Why ‘brain-training’ games aren’t that smart
Spend enough time playing “braintraining” games, and you’ll get pretty good at games. But you won’t necessarily get better at anything else.
That’s the conclusion of an extensive review published in the journal Psychological Science in the Public Interest. A team of psychologists scoured the scientific literature for studies held up by brain-training proponents as evidence that the technique works — and found the research wanting.
Training tools enhanced performance on the tasks that they tested, which makes sense: spend enough time matching coloured cards or memorizing strings of letters, and you’ll start to get really good at matching colours and memorizing letters. But there is “little evidence that training enhances performance on distantly related tasks or that training improves everyday cognitive performance,” the authors write.

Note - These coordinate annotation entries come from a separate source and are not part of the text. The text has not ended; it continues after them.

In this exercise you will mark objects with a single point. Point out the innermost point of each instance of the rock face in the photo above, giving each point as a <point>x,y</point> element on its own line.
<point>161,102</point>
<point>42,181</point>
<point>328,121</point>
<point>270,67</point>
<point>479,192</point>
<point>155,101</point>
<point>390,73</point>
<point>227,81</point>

They also argue that the studies used to promote brain-training tools had major problems with their design or analysis that make it impossible to draw any general conclusions from them.
“It’s disappointing that the evidence isn’t stronger,” Daniel Simons, an author of the article and a psychology professor at the University of Illinois at Urbana-Champaign, told NPR.
“It would be really nice if you could play some games and have it radically change your cognitive abilities. But the studies don’t show that on objectively measured real-world outcomes.”
Brain-training programs have been controversial for years. Starting in the mid-2000s, a number of experiments suggested that astonishing cognitive improvements could be induced by simple training-game interventions.
One of the most high-profile studies, published in the Proceedings of the National Academy of Sciences in 2008, found that about four weeks of brain training dramatically improved young adults’ ability to solve problems they had never encountered before.
The big claim was that the technique could produce “vertical transfer” of cognitive skills — in other words, playing games would boost the brain’s ability to do more sophisticated tasks.
But other researchers have had trouble reproducing this work. In 2014, a coalition of 70 scientists published an open letter on the website of the Stanford Center on Longevity questioning whether there was any scientific evidence that training games actually improve general cognitive function.